La société FLEURON INDUSTRIES, partie perdante, sera condamnée aux entiers dépens et à verser à M. [W] la somme de 5.000€ au titre de l’article 700 du code de procédure civile.
PAR CES MOTIFS
Statuant par remise au greffe le jour du délibéré, après débats en audience publique, par décision réputée contradictoire et en premier ressort,
Ordonnons à la société FLEURON INDUSTRIES, en prenant à sa charge le coût des démarches et travaux, sous astreinte de 200€ par jour de retard, commençant à courir deux mois après la signification de la décision, prononcée pendant une durée de 6 mois, de :
*déposer, sans délai, les travaux réalisés irrégulièrement sans autorisation sur l’immeuble sis [Adresse 5] à [Localité 4] en exécution du mandat du 21 mai 2025 et du devis signé le 28 avril 2025 ;
*régulariser un dossier de déclaration préalable de travaux prévoyant « une réfection à base d’un enduit à la chaux ou d’un enduit correcteur thermique à la chaux naturelle », tel que prescrit par la mairie aux termes des arrêtés du du 30 juin 2025 et du 12 septembre 2025 par la mairie ;
*obtenir de Monsieur le Maire un arrêté de non-opposition à déclaration préalable, conformément aux prescriptions de l’article R. 421-17 du code de l’urbanisme .

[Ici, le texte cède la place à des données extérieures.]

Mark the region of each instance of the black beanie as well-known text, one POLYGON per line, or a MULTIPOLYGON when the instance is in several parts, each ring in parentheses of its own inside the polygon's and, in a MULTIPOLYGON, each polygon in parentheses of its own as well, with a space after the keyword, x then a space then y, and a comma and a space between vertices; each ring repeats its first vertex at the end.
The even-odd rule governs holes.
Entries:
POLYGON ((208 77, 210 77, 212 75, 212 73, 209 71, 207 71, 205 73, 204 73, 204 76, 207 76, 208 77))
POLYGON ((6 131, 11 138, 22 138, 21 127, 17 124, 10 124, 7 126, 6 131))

Condamnons la société FLEURON INDUSTRIES aux entiers dépens ;
Condamnons la société FLEURON INDUSTRIES à verser à Monsieur [I] [W] la somme de 5.000€ au titre de l’article 700 du code de procédure civile ;
Disons n’y avoir lieu à référé sur le surplus des demandes ;
Rappelons que la présente décision est exécutoire à titre provisoire.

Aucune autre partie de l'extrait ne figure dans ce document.